Evaluation and calibration with uncertain ground truth

This repository contains code for our papers on calibrating [1] and evaluating [2] AI models with uncertain and ambiguous ground truth.

The code allows to reproduce our results on both the dermatology dataset and the toy dataset presented in [1]. As such, this repository also open-sources this "dermatology ddx dataset", i.e., the expert annotations, as a benchmark for future work.

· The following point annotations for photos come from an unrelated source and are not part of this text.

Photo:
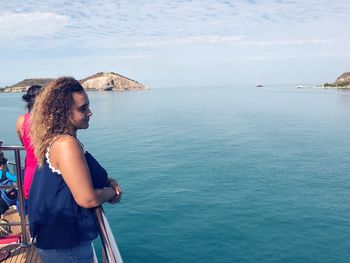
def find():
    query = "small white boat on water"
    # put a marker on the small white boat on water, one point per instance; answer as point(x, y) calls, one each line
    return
point(259, 85)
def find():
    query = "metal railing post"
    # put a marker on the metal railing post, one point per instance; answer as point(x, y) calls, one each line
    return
point(20, 197)
point(22, 212)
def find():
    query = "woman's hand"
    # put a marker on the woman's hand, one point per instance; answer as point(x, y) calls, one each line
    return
point(118, 191)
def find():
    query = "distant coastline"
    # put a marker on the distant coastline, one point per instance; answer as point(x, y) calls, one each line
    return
point(101, 81)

[1] Stutz, D., Roy, A.G., Matejovicova, T., Strachan, P., Cemgil, A.T.,
    & Doucet, A. (2023).
    [Conformal prediction under ambiguous ground truth](https://openreview.net/forum?id=CAd6V2qXxc).
    TMLR.
[2] Stutz, D., Cemgil, A.T., Roy, A.G., Matejovicova, T., Barsbey, M., Strachan,
   P., Schaekermann, M., Freyberg, J.V., Rikhye, R.V., Freeman, B., Matos, J.P.,
   Telang, U., Webster, D.R., Liu, Y., Corrado, G.S., Matias, Y., Kohli, P.,
   Liu, Y., Doucet, A., & Karthikesalingam, A. (2023).
   [Evaluating AI systems under uncertain ground truth: a case study in dermatology](https://arxiv.org/abs/2307.02191).
   ArXiv, abs/2307.02191.

Overview

For safety, AI systems often undergo thorough evaluation and targeted calibration against a ground truth that is assumed certain. However, in many cases, this is actually not the case and the ground truth may be uncertain. Unfortunately, this is largely ignored in practice even though it can have severe consequences such as overestimating of future performance and mis-calibration. To address this problem, we present work for taking uncertain ground truth into account when evaluating and calibrating AI models.

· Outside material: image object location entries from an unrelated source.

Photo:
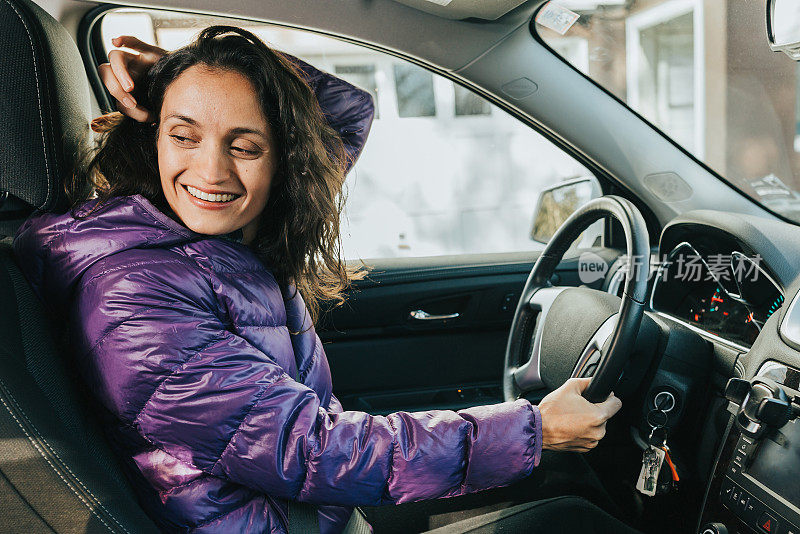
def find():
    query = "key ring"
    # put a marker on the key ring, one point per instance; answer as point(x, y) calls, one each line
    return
point(654, 422)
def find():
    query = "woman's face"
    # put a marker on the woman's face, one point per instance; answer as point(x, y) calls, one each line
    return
point(216, 156)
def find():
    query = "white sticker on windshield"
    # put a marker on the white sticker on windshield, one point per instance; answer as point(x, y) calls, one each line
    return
point(556, 17)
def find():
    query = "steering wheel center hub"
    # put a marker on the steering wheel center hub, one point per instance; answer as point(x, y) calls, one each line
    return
point(570, 327)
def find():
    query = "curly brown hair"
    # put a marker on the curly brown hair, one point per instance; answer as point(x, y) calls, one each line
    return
point(298, 232)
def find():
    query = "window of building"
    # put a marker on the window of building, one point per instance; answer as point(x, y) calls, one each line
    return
point(468, 103)
point(361, 76)
point(414, 86)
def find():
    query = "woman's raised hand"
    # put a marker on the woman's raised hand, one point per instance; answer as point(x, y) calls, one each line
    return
point(570, 422)
point(124, 68)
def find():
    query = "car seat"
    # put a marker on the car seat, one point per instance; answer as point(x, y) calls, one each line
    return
point(56, 471)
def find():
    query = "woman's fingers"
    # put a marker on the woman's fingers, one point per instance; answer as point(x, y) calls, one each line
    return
point(151, 52)
point(119, 65)
point(111, 82)
point(125, 102)
point(123, 68)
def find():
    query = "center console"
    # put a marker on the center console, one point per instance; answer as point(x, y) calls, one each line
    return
point(756, 483)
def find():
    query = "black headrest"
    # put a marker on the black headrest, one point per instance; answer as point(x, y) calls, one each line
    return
point(45, 109)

For evaluation, we assume that ground truth uncertainty decomposes into two main components: annotation uncertainty which stems from the lack of reliable annotations, and inherent uncertainty due to limited observational information. This uncertainty is ignored when estimating the ground truth by deterministically aggregating annotations, e.g., by majority voting or averaging. In contrast, we propose a framework where aggregation is done using a statistical model. Specifically, we frame aggregation of annotations as posterior inference of so-called plausibilities, representing distributions over classes in a classification setting, subject to a hyper-parameter encoding annotator reliability. Based on this model, we propose a metric for measuring annotation uncertainty and provide uncertainty-adjusted metrics for performance evaluation.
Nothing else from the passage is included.